O grito all’arme! se instala nas línguas europeias através dos exércitos e mercenários italianos da Baixa Idade Média, registrando-se no francês como alarme por volta do século XIV, estendendo-se ao português alarme, ao espanhol alarma, ao inglês alarm e ao alemão Alarm. Resulta interessante o caso do inglês, onde a variante alarum, documentada no teatro elisabetano, empregava-se como rubrica cênica nas obras de Shakespeare, apreciando-se a indicação alarums and excursions para assinalar o estrondo e o movimento de tropas em cena.

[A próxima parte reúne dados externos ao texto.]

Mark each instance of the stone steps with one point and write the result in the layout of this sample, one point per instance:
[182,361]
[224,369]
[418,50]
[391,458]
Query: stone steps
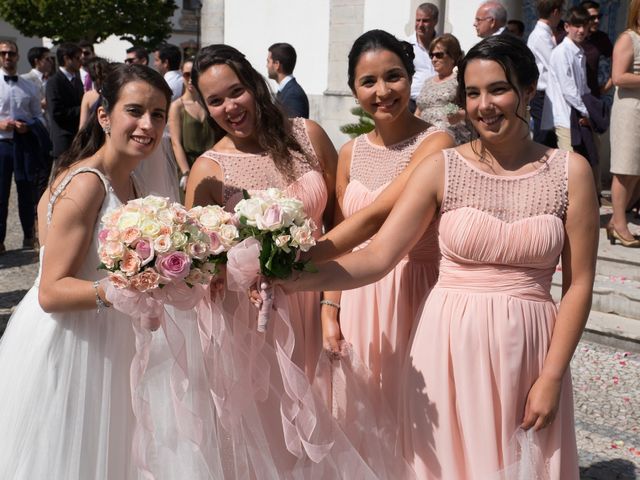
[615,310]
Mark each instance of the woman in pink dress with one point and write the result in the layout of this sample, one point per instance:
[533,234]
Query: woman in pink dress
[272,423]
[486,387]
[259,148]
[380,72]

Do mesmo modo, o deslocamento do grito ao dispositivo se consolida com a modernidade: o relógio despertador denomina-se alarm clock em inglês, documentado por volta do século XVI em suas formas mecânicas primitivas, transformando a voz que convocava à batalha no som que convoca a começar o dia; no português do Brasil, a palavra despertador tomou para si o objeto, enquanto alarme se especializou na segurança, vertebrando o cotidiano urbano do alarme da casa, do carro e do celular, herdeiros eletrônicos do centinela medieval.
Do mesmo trajeto militar italiano procede uma palavra irmã: alerta, sobre a expressão all’erta!, por ‘à altura!’ ou ‘à atalaia!’, onde erta remete à encosta ou elevação desde a qual a sentinela vigiava, com base no latim erigĕre, por ‘erguer’, expondo que, enquanto o alarme convocava às armas, o alerta convocava à vigilância, uma distinção que sobrevive no matiz contemporâneo entre ambos os termos.
A raiz *ar- desdobra uma família de encaixes que atravessa campos insuspeitados: arma e armamento (sobre o latim armamentum), armadura (dada no latim armatūra, nomeando o equipamento que se ajusta ao corpo), armário (visível no latim armarium, que em sua origem guardava justamente as armas, antes de acolher roupas e louças), armada (pautada no latim armāta, consagrada como a esquadra naval) e alarmante (conjugando o particípio presente em função adjetiva, para aquilo que dispara a inquietação); mais além do vocabulário bélico, identificam-se arte (nas formas latinas ars, artis, compreendendo a habilidade de ajustar e compor), artesão (pelo italiano artigiano), articular e artículo (sobre o latim articŭlus, diminutivo de artus, por ‘junta’ ou ‘articulação’, assinalando o pequeno encaixe entre as partes), harmonia (a respeito do grego harmonía, por ‘ajuste’ ou ‘acordo’, expondo a mesma raiz na música das esferas) e ordem (nas formas latinas ordo, ordĭnis, remetendo à disposição ajustada das coisas), sabendo apreciar o paradoxo que costura toda a família: da raiz que significava unir e encaixar nasceram tanto a harmonia que acorda os sons quanto o grito que acorda os exércitos.